Let’s start with a simple truth: Whether it’s the athlete who singlehandedly throws a team on their back to make a run to an unlikely championship, the actor that wins Oscar after Oscar, or the digital genius churning out inventions that change our lives, everyone loves superstars.
The notion that individuals – blessed with nothing more than determination and a set of remarkable abilities – can regularly rise above seemingly impossible situations on their own rings true, doesn’t it?
But is it REALLY true?
That was the core question that Harvard Business School professors Boris Groysberg, Ashish Nanda, and Nitin Nohria (2004) set out to answer when they started studying 1,052 high-flying stock analysts – individuals ranked at the top of their profession by Institutional Investor magazine between 1988 and 1996.
Specifically, what Groysberg, Nanda and Nohria wanted to know was did top performers REMAIN top performers when they moved from firm to firm?
Could stars succeed regardless of new sets of circumstances?
What they found might surprise you: In EVERY situation where star analysts moved from a larger company to a smaller company OR between companies of similar sizes, they experienced a measurable drop in performance that lasted anywhere from 2 to 5 YEARS.
Interesting, isn’t it?
If our core belief in the infallibility of the personal traits that define successful individuals were true, shouldn’t star stock analysts succeed regardless of the company where they’ve chosen to hang their professional hat?
The truth, however, is that company-specific factors – resources and capabilities, systems and processes, internal networks, leadership and training – have a direct impact on the success of its employees.
As Groysberg, Nanda and Nohria explain:
Most of us have an instinctive faith in talent and genius, but it isn’t just that people make organizations perform better.

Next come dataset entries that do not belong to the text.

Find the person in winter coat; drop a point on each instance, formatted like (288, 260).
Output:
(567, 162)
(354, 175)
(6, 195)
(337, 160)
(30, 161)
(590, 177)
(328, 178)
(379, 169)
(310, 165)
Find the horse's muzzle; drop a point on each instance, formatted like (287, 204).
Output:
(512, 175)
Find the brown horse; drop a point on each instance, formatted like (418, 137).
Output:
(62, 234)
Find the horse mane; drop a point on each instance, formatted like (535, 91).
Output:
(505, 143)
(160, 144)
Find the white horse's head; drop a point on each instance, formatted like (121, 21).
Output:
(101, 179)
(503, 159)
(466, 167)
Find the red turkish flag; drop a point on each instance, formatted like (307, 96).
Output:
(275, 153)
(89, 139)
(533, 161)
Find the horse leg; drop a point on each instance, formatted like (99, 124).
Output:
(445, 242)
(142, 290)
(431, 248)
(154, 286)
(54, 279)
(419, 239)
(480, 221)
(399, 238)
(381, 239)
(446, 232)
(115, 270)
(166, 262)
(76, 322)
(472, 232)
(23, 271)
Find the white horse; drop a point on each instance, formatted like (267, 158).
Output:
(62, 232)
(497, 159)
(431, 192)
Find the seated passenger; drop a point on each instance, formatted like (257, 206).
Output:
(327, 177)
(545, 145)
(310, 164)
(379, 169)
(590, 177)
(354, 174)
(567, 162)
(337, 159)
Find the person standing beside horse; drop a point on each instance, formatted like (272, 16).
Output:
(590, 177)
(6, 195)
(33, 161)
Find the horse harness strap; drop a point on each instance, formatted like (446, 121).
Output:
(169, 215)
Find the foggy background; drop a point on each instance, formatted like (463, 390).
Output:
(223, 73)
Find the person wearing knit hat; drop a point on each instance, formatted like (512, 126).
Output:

The organization also makes people perform better.
In fact, few stars would change employers if they understood the degree to which their performance is tied to the company they work for. (p. 5)
A similar study of successful mutual fund managers cited by Groysberg, Nanda and Nohria takes this surprising conclusion one step further, determining that 30 percent of a mutual fund’s performance was the result of decisions made by the individual manager while 70 percent was attributable to the structures and processes put in place by the manager’s company.
What does this mean for the principals of professional learning communities?
Perhaps most importantly, teachers and learning teams – no matter how accomplished they are individually – cannot succeed if they are working within a poorly structured organization.
Groysberg, Nanda and Nohria explain it this way:
Obviously, a star doesn’t suddenly become less intelligent or lose a decade of work experience overnight when she switches firms.
Although most companies overlook this fact, an executive’s performance depends on both her personal competencies and the capabilities, such as systems and processes, of the organization she works for. (p.3)
The systems and processes that support your learning community – sets of clear vision statements, school-wide systems for remediation and enrichment, master schedules that create built in time for collaborative work – are essential to ensuring that teachers and teams maximize their individual potential.
So what are you doing to make sure that these structures are in place in your buildings?
Do you spend AT LEAST as much time evaluating systems and processes as you do people?
If not, why not?
Groysberg, B., Nanda, A. & Nohria, N. (2004, May). The risky business of hiring stars. Harvard Business Review, 2-8.